Which of the following modalities uses sound waves to generate images?
A. CT scan
B. MRI
C. Ultrasound
D. X-ray

A

C. Ultrasound
Rationale: Ultrasound uses high-frequency sound waves to generate images of internal body structures.

CT Scan (Computed Tomography)

Method: Uses X-rays to create detailed cross-sectional images.

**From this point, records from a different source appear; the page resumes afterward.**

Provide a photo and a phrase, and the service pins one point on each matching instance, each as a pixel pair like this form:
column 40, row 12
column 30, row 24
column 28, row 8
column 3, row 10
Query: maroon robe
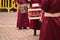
column 34, row 24
column 22, row 19
column 50, row 29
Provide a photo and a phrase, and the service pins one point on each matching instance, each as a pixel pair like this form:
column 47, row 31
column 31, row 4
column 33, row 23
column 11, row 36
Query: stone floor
column 8, row 30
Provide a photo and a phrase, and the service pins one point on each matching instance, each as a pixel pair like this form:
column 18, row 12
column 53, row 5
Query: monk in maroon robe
column 22, row 19
column 35, row 23
column 50, row 29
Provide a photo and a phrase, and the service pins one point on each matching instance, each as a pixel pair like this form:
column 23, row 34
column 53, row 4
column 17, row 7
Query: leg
column 34, row 32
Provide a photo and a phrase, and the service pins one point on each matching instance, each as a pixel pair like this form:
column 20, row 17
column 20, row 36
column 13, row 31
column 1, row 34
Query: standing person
column 22, row 19
column 50, row 29
column 34, row 23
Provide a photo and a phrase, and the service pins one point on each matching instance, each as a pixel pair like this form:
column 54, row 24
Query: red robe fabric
column 22, row 18
column 50, row 29
column 34, row 24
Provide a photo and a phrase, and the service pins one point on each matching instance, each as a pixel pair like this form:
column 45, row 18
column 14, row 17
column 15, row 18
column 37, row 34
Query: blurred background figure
column 50, row 29
column 22, row 19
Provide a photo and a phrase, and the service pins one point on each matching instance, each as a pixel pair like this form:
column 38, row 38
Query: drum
column 34, row 13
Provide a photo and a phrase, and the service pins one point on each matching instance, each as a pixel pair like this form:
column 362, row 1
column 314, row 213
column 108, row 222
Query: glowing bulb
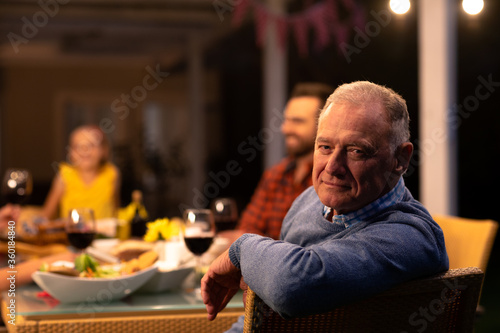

MRI (Magnetic Resonance Imaging)

Method: Uses strong magnetic fields and radio waves to generate detailed images of organs and tissues.

Ultrasound

Method: Uses high-frequency sound waves to produce images of structures within the body.

X-ray

Method: Uses a small amount of ionizing radiation to produce images of the inside of the body.

83
Q

Bones appear as what on X-rays?
A. Anechoic
B. Hyperintense
C. Radiolucent
D. Radiopaque

A

D. Radiopaque
Rationale: Bones appear radiopaque (white) on X-rays because they absorb a significant amount of X-rays, preventing them from reaching the film or detector.

84
Q

Chest X-ray and CT scan findings of patchy lung opacities with abscess formation in an intubated patient are most likely due to:
A. Mycoplasma pneumonia
B. Pseudomonas pneumonia
C. Staphylococcal pneumonia
D. Streptococcal pneumonia

A

B. Pseudomonas pneumonia
Rationale: Pseudomonas pneumonia is known for causing patchy lung opacities and abscess formation, especially in hospitalized or intubated patients.